The Seven Stages of Gun Violence
The Bang Bang Crazy Series:
Part 1, What we need, see, are more guns, big fucking guns
Part 2, Gun violence isn't the exception in America, it's who we are
Part 3, Sandy Hook, the NRA, and a gun in every school
Part 4, More dead kids and why we have laws
Part 5, Gun control and a polite society
Part 6, The Christopher Donner rampage, they needed killin'
Part 7, Still more dead kids and let's print our own guns!
Part 8, Let's try blaming the victim, shall we?
Part 9, Armed soldiers on post, sure, nothing to go wrong there.

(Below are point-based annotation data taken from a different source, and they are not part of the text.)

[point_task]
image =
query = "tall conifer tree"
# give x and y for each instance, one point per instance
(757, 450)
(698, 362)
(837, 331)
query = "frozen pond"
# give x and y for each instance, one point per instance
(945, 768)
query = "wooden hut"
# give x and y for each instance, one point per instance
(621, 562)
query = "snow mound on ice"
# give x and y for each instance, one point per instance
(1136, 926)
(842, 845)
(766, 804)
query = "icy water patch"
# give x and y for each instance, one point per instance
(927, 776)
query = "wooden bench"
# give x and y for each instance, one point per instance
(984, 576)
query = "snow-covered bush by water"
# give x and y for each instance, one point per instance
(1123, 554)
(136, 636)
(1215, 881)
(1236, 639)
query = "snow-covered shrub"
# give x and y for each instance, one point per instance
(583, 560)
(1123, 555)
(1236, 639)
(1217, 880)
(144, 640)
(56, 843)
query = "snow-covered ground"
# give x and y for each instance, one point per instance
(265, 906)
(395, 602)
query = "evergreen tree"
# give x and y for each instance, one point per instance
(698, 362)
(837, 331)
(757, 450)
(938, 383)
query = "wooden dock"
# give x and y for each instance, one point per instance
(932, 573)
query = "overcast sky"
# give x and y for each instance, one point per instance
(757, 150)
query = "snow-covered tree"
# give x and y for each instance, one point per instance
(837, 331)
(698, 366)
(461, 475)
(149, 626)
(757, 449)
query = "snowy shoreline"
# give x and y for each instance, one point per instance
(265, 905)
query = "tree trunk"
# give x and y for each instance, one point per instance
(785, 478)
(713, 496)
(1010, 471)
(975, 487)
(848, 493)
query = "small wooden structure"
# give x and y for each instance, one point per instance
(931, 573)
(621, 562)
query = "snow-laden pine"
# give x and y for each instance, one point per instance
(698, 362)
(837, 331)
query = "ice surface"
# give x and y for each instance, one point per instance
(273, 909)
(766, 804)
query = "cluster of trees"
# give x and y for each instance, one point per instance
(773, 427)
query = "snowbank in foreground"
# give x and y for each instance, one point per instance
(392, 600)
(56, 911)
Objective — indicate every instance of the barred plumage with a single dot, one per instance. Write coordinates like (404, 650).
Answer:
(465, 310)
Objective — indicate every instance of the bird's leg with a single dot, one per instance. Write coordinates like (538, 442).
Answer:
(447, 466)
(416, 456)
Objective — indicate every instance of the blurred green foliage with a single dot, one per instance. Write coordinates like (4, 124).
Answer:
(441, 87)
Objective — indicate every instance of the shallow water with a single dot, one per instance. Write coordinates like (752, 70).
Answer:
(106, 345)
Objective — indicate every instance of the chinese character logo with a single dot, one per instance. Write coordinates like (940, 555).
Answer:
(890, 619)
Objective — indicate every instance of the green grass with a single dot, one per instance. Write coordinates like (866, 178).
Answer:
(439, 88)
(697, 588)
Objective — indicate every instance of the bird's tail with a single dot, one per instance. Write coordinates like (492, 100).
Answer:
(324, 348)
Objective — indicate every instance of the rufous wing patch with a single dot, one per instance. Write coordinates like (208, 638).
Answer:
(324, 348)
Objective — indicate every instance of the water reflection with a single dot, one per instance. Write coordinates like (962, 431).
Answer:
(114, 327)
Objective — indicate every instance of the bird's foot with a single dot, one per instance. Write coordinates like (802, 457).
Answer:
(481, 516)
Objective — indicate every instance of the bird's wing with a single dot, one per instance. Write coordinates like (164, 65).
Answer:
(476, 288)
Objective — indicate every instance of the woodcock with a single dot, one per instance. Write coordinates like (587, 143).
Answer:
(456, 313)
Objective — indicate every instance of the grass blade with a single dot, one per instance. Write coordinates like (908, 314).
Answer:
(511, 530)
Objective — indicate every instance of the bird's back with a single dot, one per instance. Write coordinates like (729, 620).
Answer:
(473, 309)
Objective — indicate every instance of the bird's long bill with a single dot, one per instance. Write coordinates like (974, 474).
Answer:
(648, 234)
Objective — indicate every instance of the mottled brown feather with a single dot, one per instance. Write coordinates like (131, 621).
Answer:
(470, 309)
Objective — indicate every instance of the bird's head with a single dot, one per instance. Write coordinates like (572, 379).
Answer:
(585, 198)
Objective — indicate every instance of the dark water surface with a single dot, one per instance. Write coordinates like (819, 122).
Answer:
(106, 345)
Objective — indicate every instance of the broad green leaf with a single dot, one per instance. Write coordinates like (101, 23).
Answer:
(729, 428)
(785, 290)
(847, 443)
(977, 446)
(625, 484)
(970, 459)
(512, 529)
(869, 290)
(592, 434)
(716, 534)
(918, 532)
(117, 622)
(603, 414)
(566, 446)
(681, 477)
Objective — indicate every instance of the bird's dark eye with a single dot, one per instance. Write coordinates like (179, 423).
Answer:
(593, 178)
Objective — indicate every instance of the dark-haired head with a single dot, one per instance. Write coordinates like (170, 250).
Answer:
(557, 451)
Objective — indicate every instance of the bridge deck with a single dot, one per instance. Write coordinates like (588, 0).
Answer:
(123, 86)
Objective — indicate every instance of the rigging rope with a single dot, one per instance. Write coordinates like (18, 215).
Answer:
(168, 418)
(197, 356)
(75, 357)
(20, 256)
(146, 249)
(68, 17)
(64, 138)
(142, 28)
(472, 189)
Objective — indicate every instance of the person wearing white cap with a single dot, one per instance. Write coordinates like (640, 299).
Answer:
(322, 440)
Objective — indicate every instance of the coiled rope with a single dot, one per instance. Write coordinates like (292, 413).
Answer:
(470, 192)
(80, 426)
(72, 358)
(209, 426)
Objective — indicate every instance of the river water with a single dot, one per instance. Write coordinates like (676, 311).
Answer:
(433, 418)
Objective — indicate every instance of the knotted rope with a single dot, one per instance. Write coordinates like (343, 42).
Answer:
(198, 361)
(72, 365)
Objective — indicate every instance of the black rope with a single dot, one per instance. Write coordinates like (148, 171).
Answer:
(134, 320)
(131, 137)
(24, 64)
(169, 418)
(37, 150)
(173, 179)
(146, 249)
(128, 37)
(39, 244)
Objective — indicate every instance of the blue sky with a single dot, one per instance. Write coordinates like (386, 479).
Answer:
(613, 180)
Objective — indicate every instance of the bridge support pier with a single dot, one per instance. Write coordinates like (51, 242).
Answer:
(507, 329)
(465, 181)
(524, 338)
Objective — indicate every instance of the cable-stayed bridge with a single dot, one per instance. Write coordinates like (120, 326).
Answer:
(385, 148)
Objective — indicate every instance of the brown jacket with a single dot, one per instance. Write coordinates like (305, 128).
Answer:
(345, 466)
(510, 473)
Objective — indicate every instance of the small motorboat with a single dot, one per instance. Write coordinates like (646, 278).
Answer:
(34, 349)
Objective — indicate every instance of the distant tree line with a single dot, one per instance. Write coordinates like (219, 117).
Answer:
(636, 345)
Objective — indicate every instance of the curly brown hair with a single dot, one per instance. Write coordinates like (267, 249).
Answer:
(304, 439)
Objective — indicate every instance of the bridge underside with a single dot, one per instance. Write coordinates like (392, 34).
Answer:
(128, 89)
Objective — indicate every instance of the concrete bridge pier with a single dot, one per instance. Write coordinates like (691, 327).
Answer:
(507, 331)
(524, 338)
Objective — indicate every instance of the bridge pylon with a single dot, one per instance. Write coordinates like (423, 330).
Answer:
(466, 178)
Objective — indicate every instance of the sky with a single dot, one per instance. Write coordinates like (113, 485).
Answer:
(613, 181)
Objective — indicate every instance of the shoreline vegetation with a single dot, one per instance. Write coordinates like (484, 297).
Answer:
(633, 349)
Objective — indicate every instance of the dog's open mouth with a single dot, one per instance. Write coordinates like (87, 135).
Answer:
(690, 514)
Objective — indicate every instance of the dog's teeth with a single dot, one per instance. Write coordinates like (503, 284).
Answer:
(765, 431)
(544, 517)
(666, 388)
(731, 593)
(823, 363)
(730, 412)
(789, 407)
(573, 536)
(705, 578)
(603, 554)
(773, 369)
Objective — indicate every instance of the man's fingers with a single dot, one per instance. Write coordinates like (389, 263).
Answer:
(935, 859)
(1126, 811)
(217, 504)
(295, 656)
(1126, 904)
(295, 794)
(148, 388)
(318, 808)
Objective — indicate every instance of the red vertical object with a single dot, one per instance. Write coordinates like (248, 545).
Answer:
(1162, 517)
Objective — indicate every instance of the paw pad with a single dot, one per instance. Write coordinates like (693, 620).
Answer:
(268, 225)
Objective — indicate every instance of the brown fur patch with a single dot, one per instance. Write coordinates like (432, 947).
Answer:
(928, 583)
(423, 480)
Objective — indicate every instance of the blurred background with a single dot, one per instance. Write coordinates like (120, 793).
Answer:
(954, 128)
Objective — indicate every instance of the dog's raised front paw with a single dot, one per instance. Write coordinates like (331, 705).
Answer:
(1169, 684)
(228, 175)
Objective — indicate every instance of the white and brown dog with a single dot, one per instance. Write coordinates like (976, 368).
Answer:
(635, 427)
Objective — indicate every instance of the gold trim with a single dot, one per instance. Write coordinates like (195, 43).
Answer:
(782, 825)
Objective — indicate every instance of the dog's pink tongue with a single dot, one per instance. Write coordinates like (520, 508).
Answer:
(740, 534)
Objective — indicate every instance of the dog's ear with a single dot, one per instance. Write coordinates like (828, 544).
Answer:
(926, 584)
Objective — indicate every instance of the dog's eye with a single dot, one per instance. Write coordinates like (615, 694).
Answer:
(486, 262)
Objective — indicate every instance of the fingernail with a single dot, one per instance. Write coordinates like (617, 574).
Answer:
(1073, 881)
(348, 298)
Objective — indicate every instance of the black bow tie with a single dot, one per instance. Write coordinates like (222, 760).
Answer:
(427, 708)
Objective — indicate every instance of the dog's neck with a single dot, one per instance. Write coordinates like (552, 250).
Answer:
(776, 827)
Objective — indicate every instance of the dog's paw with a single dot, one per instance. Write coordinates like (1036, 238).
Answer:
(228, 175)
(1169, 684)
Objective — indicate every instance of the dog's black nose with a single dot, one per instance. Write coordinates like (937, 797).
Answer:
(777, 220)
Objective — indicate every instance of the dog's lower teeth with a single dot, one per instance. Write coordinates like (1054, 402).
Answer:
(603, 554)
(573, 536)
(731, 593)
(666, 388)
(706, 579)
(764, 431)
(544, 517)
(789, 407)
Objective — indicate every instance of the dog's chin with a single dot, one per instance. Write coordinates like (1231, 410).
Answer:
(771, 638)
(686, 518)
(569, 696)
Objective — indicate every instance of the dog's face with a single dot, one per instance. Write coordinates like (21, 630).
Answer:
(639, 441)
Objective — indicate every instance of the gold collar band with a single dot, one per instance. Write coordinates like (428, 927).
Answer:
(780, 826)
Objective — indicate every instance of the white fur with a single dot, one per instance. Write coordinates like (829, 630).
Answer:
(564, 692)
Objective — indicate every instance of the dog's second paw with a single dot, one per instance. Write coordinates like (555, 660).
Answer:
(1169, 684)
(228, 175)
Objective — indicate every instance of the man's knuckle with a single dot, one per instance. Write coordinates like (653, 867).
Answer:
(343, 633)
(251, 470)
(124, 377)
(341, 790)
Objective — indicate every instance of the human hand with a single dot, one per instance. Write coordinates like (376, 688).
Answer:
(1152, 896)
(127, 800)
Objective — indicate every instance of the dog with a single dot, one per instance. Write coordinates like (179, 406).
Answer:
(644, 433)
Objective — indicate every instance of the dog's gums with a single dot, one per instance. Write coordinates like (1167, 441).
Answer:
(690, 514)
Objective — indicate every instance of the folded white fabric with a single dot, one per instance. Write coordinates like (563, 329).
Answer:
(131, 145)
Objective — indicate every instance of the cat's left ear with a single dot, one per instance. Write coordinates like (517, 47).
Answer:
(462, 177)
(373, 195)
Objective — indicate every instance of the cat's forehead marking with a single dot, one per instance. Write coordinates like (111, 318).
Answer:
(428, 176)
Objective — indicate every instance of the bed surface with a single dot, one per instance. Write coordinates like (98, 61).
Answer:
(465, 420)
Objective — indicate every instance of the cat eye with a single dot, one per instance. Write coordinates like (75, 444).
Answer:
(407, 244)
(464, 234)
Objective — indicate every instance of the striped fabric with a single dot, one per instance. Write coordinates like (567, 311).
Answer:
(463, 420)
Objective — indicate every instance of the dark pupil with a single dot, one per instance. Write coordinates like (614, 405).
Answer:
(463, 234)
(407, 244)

Part 10, Big Damned Heroes!
Part 11, Two in the Bush
What do we do about it? How do we change our culture of gun violence? Bang Bang Sanity
Addendum 2: As noted elsewhere, I’ve been around guns my entire life. My dad taught me to shoot when I was a kid – in fact the very first gun I ever fired was my dad’s prized black powder .75 caliber smooth bore Civil War trench piece when I was about four years old. I still own my very first gun, bought from Meyer’s Thrifty Acres in Jenison, Michigan, for me by my dad when I was fourteen years old – a lever action Winchester 30-30. I got my first deer with that gun. I grew up shooting, at home, in the Boy Scouts, hunting, target shooting, plinking, with friends and with family. Thirty years ago I joined the military and spent my entire life there. I know more than a little about guns. I’m a graduate of the Smith & Wesson Rangemaster Academy, the nation’s premier firearms instructor school. I’m a certified armorer and gunsmith. I’ve attended pretty much every boarding officer and gun school the military has. I hold both the Expert Pistol and Expert Rifle Medals. I’ve taught small arms and combat arms to both military and civilians for nearly thirty years now. I’ve fired damned near everything the US military owns, from the old .38 revolver to a US Navy Aegis Guided Missile Cruiser’s 5” main battery – and everything in between. I can still field strip a Colt .45 M-1911 pistol and put it back together in under a minute, blindfolded – I happen to own several of them, along with numerous other semi-auto pistols and a number of revolvers. I used to shoot professionally and in competition. I helped to design, test, field, and fire in combat US Military weapons systems. I’ve spent my entire life in places where gun usage is extremely, extremely, common. I have a Concealed Carry Permit. I’m an Alaskan and I typically carry a gun in the wilds of Alaska on a regular basis. I am neither pro-gun nor anti-gun, a gun is a tool, nothing more. If you feel that I’m ignorant of guns, or that I’m anti-gun, or unAmerican, well, you’re welcome to speak your piece – just so long as you can live with what comes after.